Tick-Running and Heartbreak

THE HARDER Tom tried to fasten his mind on his book, the more his ideas
wandered. So at last, with a sigh and a yawn, he gave it up. It seemed to him
that the noon recess would never come. The air was utterly dead. There was not
a breath stirring. It was the sleepiest of sleepy days. The drowsing murmur of
the five and twenty studying scholars soothed the soul like the spell that is in the
murmur of bees. Away off in the flaming sunshine, Cardiff Hill lifted its soft
green sides through a shimmering veil of heat, tinted with the purple of
distance; a few birds floated on lazy wing high in the air; no other living thing
was visible but some cows, and they were asleep.

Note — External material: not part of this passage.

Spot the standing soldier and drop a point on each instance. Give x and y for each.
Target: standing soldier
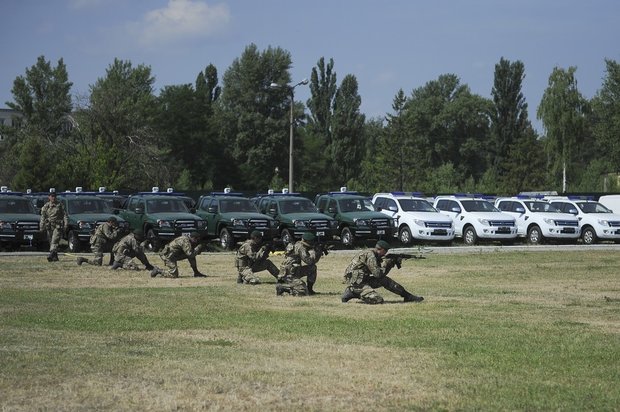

Tom’s heart ached to be free, or else to have something of interest to do to pass
the dreary time. His hand wandered into his pocket and his face lit up with a
glow of gratitude that was prayer, though he did not know it. Then furtively the
percussion-cap box came out. He released the tick and put him on the long flat
desk. The creature probably glowed with a gratitude that amounted to prayer,
too, at this moment, but it was premature: for when he started thankfully to
travel off, Tom turned him aside with a pin and made him take a new direction.
Tom’s bosom friend sat next him, suffering just as Tom had been, and now he
was deeply and gratefully interested in this entertainment in an instant. This
bosom friend was Joe Harper. The two boys were sworn friends all the week,
and embattled enemies on Saturdays. Joe took a pin out of his lappel and began
to assist in exercising the prisoner. The sport grew in interest momently. Soon
Tom said that they were interfering with each other, and neither getting the
fullest benefit of the tick. So he put Joe’s slate on the desk and drew a line down
the middle of it from top to bottom.

“Now,” said he, “as long as he is on your side you can stir him up and I’ll let
him alone; but if you let him get away and get on my side, you’re to leave him
alone as long as I can keep him from crossing over.” “All right-go ahead-start
him up.” The tick escaped from Tom, presently, and crossed the equator. Joe
harassed him a while, and then he got away and crossed back again. This change
of base occurred often. While one boy was worrying the tick with absorbing
interest, the other would look on with interest as strong, the two heads bowed
together over the slate, and the two souls dead to all things else. At last luck
seemed to settle and abide with Joe. The tick tried this, that, and the other
course, and got as excited and as anxious as the boys themselves, but time and
again just as he would have victory in his very grasp, so to speak, and Tom’s
fingers would be twitching to begin, Joe’s pin would deftly head him off, and
keep possession. At last Tom could stand it no longer. The temptation was too
strong. So he reached out and lent a hand with his pin. Joe was angry in a
moment. Said he:“Tom, you let him alone.”